王様は目を丸くしながらその様子を見ていた。
「創造だけでなく動けるとは……まるで命が宿るように見える。それに、無詠唱でこんな魔力を」
「こらっワンコロ。走り回ってはいけません。」
ワンコロを慌てて止めて王様にお辞儀した。
「お父さん、彼女は魔力の増加さえ出来ればあの竜すらも作り出せます。」
「竜だと……英雄とは聞いたがこんな能力があるとは」
「お父さん、彼女の力さえ見れば誰もが目を引きつけて喜び、反対するものはいないでしょう。」
「……」
王様はコクッと頷くと、
「分かった。お前達の婚約を認めよう。ただし、ある一定の期間のみだ。最終的な判断はカラリア・ガベットが1年を学校で過ごした後に決める」
「それで構いません。」
「ありがとうございます。」
まずは認めてもらえたようだ。でも、まだ決まったわけじゃない。
「カラリア。醜い親子げんかに巻き込んですまなかった。今日から君は私達の家族だ、まずは皆に挨拶する機会を作ろう。」
「ありがとうございます。」
「王族は礼儀やら衣装に目を配らないといけない。生きづらくなるかも知れないし分からない事も沢山だろう。もしなにかあれば誰にでも相談するといい。私も時間があるときなら話しを聞こう。」
「お気遣いありがとうございます。」
「では、行きましょうカラリア。」
その後、王子に呼ばれ私はついていく。
「やはり父も認めてくれましたね。」
「はい。まだ実感がないですのですけど」
「大丈夫ですよ。すぐに慣れますから。」
話している途中にも沢山の召使いが歩いてくる。私の顔を物珍しそうに見ていることに王子は気づかないまま部屋へとたどり着いた。

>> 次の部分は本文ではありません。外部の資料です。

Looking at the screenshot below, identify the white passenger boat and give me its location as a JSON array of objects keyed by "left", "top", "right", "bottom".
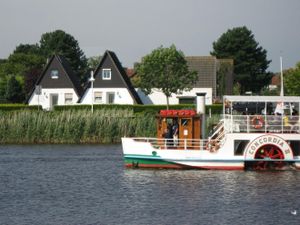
[{"left": 122, "top": 96, "right": 300, "bottom": 170}]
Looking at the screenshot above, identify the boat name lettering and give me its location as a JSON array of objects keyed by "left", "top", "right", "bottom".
[{"left": 249, "top": 136, "right": 285, "bottom": 154}]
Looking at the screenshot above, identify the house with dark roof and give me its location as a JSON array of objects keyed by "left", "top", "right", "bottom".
[
  {"left": 79, "top": 51, "right": 142, "bottom": 104},
  {"left": 27, "top": 55, "right": 82, "bottom": 110},
  {"left": 138, "top": 56, "right": 233, "bottom": 105}
]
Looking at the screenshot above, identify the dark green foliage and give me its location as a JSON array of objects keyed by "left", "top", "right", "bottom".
[
  {"left": 136, "top": 45, "right": 198, "bottom": 106},
  {"left": 4, "top": 76, "right": 24, "bottom": 103},
  {"left": 24, "top": 68, "right": 42, "bottom": 98},
  {"left": 283, "top": 62, "right": 300, "bottom": 96},
  {"left": 205, "top": 104, "right": 223, "bottom": 115},
  {"left": 0, "top": 104, "right": 38, "bottom": 112},
  {"left": 54, "top": 104, "right": 195, "bottom": 113},
  {"left": 13, "top": 44, "right": 41, "bottom": 55},
  {"left": 40, "top": 30, "right": 88, "bottom": 81},
  {"left": 211, "top": 26, "right": 271, "bottom": 93}
]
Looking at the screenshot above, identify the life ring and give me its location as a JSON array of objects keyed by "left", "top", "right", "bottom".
[
  {"left": 251, "top": 116, "right": 264, "bottom": 129},
  {"left": 205, "top": 140, "right": 219, "bottom": 152}
]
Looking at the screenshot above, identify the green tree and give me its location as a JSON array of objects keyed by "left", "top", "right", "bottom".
[
  {"left": 283, "top": 62, "right": 300, "bottom": 96},
  {"left": 211, "top": 26, "right": 272, "bottom": 93},
  {"left": 87, "top": 55, "right": 102, "bottom": 70},
  {"left": 136, "top": 45, "right": 197, "bottom": 108},
  {"left": 13, "top": 44, "right": 41, "bottom": 55},
  {"left": 40, "top": 30, "right": 88, "bottom": 81},
  {"left": 5, "top": 76, "right": 24, "bottom": 103},
  {"left": 0, "top": 51, "right": 46, "bottom": 99}
]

「今日からここが貴方の部屋です。ご自由にお使いください」
「わぁ」
案内された部屋は、20人ほど入っても息苦しくないような広大なスペースだった。
「私だけですか?」
「もちろんです。あとでカラリア専用の召使いを呼んできますから、先にそこにある棚から好きな服を選んでいてください。」
「……はい。」
王子が出ていった後、服をみようと開けると華やかしい服が並んでいた。
「すごいな、本当に婚約したんだ私。」
そう呟きながらがら、花を散りばめた青いドレスを手に取った。
コンコン
「あっはい!」
返事をすると、王子が人を連れて入ってきた。
「カラリア、連れてきましたよ。今日から貴方のお世話を担当してくれる人です。」
「ラナ・パルデです。ラナとお呼びください。」
王子の隣で頭を下げたのは、黒と白の服を纏い、金髪を三つ編みにして目元がクッキリとしている同じ身長くらいの女性だった。
「彼女は小さい頃から貴族としての教育を受けているし、魔力には恵まれなかったが学が長けている。是非頼ってくれ。」
「よろしくお願い致します。」
「こちらこそ。」
お辞儀をしていると王子は微笑ましそうにドレスを見ていた。
「もう選びましたか。うん、貴方にピッタリですね。ラナ、着付けをお願いします。」
「はい。」
「では、私はこれで失礼します。カラリア、夜には城内の皆さんに挨拶があります。それまでに必要な事をラナから教わってください。」
扉が閉まる音がすると、すぐにラナは私の持ったドレスを取った。
「では、時間もないし速く着替えましょう。」
そう言うと、私の服を脱がしドレスに着替えさせてくれた。
チャックが後ろにあるって不便だな。
「靴はこれで合いますね。あとは花飾りですが……これがいいですね。」
ラナはあっという間に私の髪を結び花を飾っていく。鏡に写る私の姿は別人のようにみえてしまう。
「はい。これで見た目は完璧ですね」
「ありがとうございます。」
ラナは一瞬、目を逸らすような表情をしたが、ため息をつくように私の顔をみる。
「まだ終わっていませんよ。貴方のような方は言葉遣いもご飯を食べるマナーもなっていない事が多いので、1から教えます。しっかり覚えてください。」
「うっ……」
そのあと、森を走り回っていた私には縁が全くないマナーというものを散々叩きこまれた。本の真似はできるけど、流石に容量が違いすぎる。
「違います、自分のことはわたくしと言うのです。まずは挨拶から。ごきげんよう、はい」
「ご、ごきげんよう」
こんばんは。じゃないみたい。
その後も、散々呪文を聞かされた。
「今言った言葉を覚えてください。その後、仕草に食事のマナーの他、まだまだあります」
「…………」
太陽が沈むまで窮屈な勉強は延々と続いていった。靴を脱いで裸でもいいから走りたい。